The £450,000 Property Cap Gotcha
With average first-time-buyer prices now brushing £260,000 nationally but £510,000 in London, the LISA cap has become a real constraint inside the M25. If you exceed £450,000 at completion, HMRC claws back the 25% bonus plus an additional 25% of your own contributions — effectively a 6.25% penalty on your money. Know the number before you offer.
Flexible ISAs: A Subtle but Powerful Feature
A flexible ISA lets you withdraw and re-deposit in the same tax year without it counting twice against your allowance. Not every provider offers flexibility — check before you pull cash out. If your provider is non-flexible and you withdraw £5,000 in May and redeposit in August, you have used £25,000 of allowance, breaching the £20,000 limit.
Action Plan for the First Fortnight of the New Year
- Fund your LISA up to £4,000 early — the bonus pays monthly in arrears, so earlier money earns longer.
- Set up a direct debit of £1,333/month into a Stocks & Shares ISA to max £16,000 over the year (alongside LISA).
- If you are saving for a deposit in under 3 years, stick to cash ISA; Stocks & Shares for anything 5+ years out.
- Review platform fees — a 0.25% reduction saves ~£10,000 on a £200K portfolio over 20 years.
Cash ISA vs Stocks & Shares: The 2026 Verdict
With base rate at 4.25% and best-buy easy-access cash ISAs paying 4.50–4.85%, cash is finally earning something real. But the 20-year return differential still matters.
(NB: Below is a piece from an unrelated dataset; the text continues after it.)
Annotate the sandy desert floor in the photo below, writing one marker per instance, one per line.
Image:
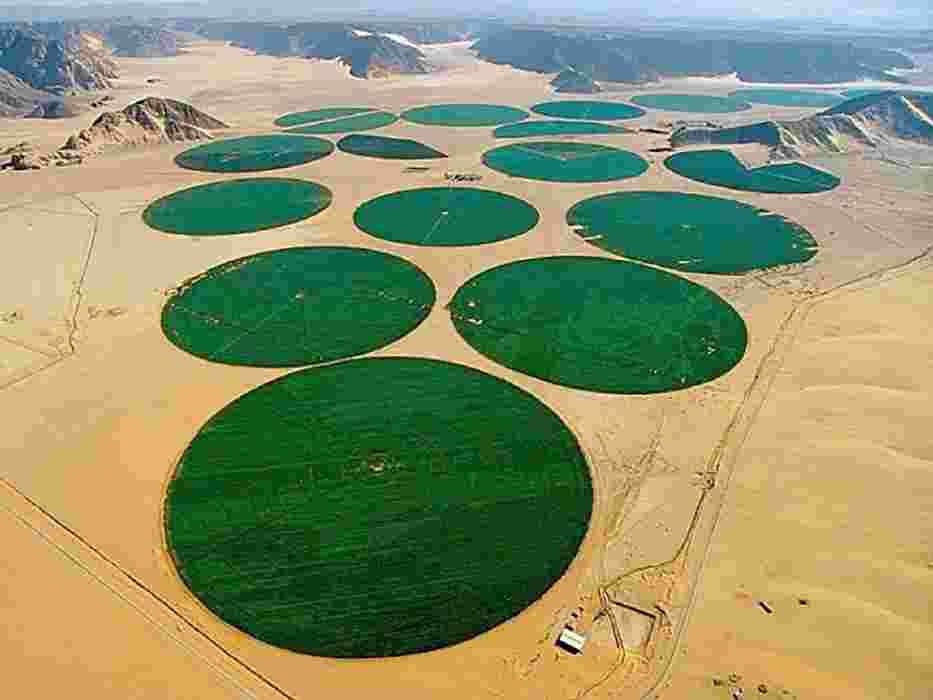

Historical FTSE All-Share total return has averaged 7.3% nominal versus cash ISAs averaging 2.9% across the same 20-year windows. Over a full working life:
- £20,000 for 30 years at 4.5% = £74,900
- £20,000 for 30 years at 7.3% = £165,900
The compounding gap is £91,000 on a single £20K contribution. For any money you will not touch for 5+ years, Stocks & Shares is mathematically the right call — and the ISA wrapper makes it tax-free, so the equity return is the return you keep.
Interest Savings Allowance Is Still Useful Outside the ISA
Remember the Personal Savings Allowance (PSA) runs in parallel: £1,000 of interest tax-free for basic-rate, £500 for higher-rate, nil for additional-rate. If you have topped up your ISA and still have spare cash, a GIA earning within PSA limits is effectively tax-free too — but only up to those ceilings, and only for cash/bond interest, not equity gains.
Dividend and CGT Allowances Outside the ISA
The shrinking of non-ISA allowances is the quiet story that makes ISAs more valuable every year. For 2026/27:
- Dividend allowance: £500 (down from £1,000 in 2023/24 and £2,000 before that).
- Capital Gains Tax annual exempt amount: £3,000 (down from £12,300 in 2022/23).
- CGT rates on shares: 18% basic / 24% higher (aligned with residential property rates as of October 2024).
On a £50,000 General Investment Account throwing off 4% dividends (£2,000), £1,500 is now taxable — £131 for a basic-rate filer, £506 for higher-rate. Move the same £50,000 into a Stocks & Shares ISA and that tax becomes £0, permanently. The gap is roughly one nice holiday a year.
Bed & ISA: Moving Existing Non-ISA Holdings
If you hold shares or funds outside an ISA, most platforms offer "Bed & ISA" — sell in the GIA, immediately buy back inside the ISA. The sale crystallises any gain (use your £3,000 CGT allowance), and from then on the holding is tax-sheltered. Doing this progressively over 5–7 tax years can shift a £100K portfolio fully inside an ISA with minimal CGT damage, and 2026/27's fresh £20K headroom opens the window for this year's tranche.
Verdict: The allowance is generous and intact. Use day one of the tax year as a prompt to automate contributions — monthly direct debits average into markets far better than a lump-sum deposit on 5 April 2027. Sanity-check any mortgage plans alongside using the Mortgage Calculator UK, and if you are under 40 and saving for a first home or retirement, the LISA Calculator UK shows exactly how the 25% bonus stacks year after year.